Foster alleged that his arrest was part of a pattern of misconduct, saying he had been harassed by police ever since filing a federal civil-rights lawsuit in 2014.
That complaint accused a group of narcotics officers with a history of similar allegations of illegally searching his grandmother’s house in 2012, robbing him at gunpoint, threatening to kill him, and then fabricating gun charges. After he spent seven months in jail, according to the complaint, prosecutors dropped the charges amid a federal criminal investigation of the officers. (Two officers named in his lawsuit were acquitted of corruption charges in a highly publicized 2015 jury verdict.)
Foster took a $20,000 settlement in 2018, while in jail for Sturgis’ murder.
He says he had parted ways with Sturgis that night, shortly before stopping at the beer store.
Then, he said, Dyer ducked into the store alarmed by what he thought were the sound of gunshots. But loud music was playing outside, Foster said. “I told him I didn’t hear anything, and it was probably fireworks.”
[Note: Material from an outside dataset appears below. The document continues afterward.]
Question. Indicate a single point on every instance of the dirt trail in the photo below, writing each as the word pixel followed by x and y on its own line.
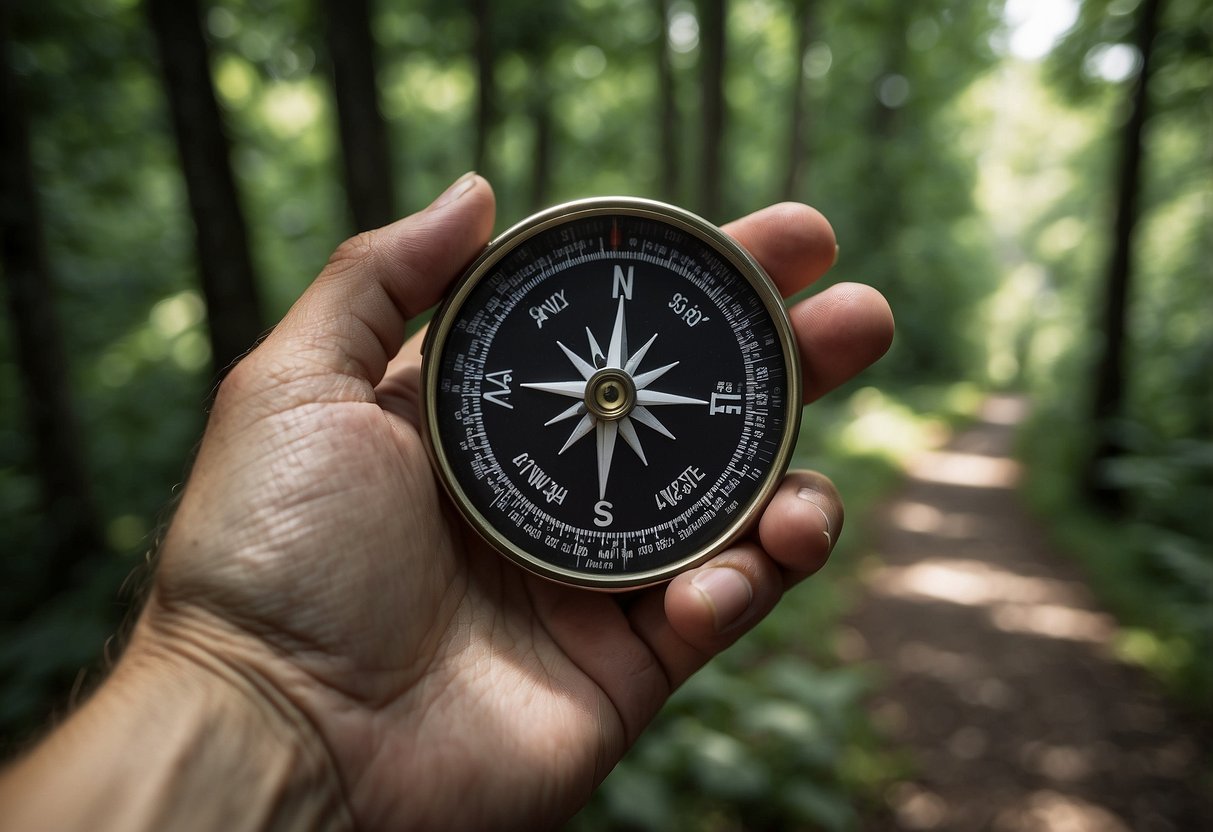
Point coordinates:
pixel 1002 685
The first report of gunshots came in at 9:37 p.m., according to police records. A time-stamped still from the beer store surveillance camera shows Foster already standing inside less than a minute later. Twenty seconds after that, Dyer can be seen walking in. The two men speak, then leave the store together at 9:39 p.m. Within seconds of that, a second 911 call was logged reporting a man shot on the street. Foster, 36, said he left that night unaware his friend was wounded. He congratulated Dyer on his twins, and then got in a car.
Dyer testified that after fleeing the sound of gunshots, he sat down on some steps nearby on Dauphin Street. Then Sturgis stumbled toward him and fell into his lap. He had been shot six times. A police car pulled up and the officer insisted Dyer accompany Sturgis to the hospital, where Dyer was then detained to be interviewed, he said.
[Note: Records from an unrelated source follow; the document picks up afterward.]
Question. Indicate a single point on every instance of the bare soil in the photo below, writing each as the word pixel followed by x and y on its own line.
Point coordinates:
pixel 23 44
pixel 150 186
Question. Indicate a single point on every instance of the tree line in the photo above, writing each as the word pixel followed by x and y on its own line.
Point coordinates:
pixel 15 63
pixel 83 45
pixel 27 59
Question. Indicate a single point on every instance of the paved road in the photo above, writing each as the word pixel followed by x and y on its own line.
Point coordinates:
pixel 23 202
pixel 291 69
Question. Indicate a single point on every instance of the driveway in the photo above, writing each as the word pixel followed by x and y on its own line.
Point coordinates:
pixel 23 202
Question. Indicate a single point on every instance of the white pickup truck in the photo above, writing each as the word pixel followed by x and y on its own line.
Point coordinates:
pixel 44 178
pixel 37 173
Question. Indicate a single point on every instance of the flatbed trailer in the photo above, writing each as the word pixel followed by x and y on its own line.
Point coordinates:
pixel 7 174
Dyer’s statement to police was that Sturgis used his dying breath to ask, “Why did Mel do that?” In court, though, Dyer testified that Sturgis was unable to speak.
Like Sturgis, Foster, 36, is also a father, with three kids ages 2, 12, and 18, for whom he tries to maintain a strong facade. “I’ve got people that depend on me,” he said. He said after the 2012 arrest, he struggled to get back into the workforce, holding stadium jobs and doing car detailing.
He offers no alternate theory as to who killed Sturgis or why, describing his friend as “a larger-than-life character who always meant good.” He may have had some problems in that neighborhood, Foster acknowledged. Foster said all he knows for sure is that he didn’t do it.
“A lot of times if you’re guilty, the evidence is going to pile up against you to say: You know what? This person is guilty,” he said. “But once it goes the other way and it piles up to say this person is innocent, that’s when you should start to worry.”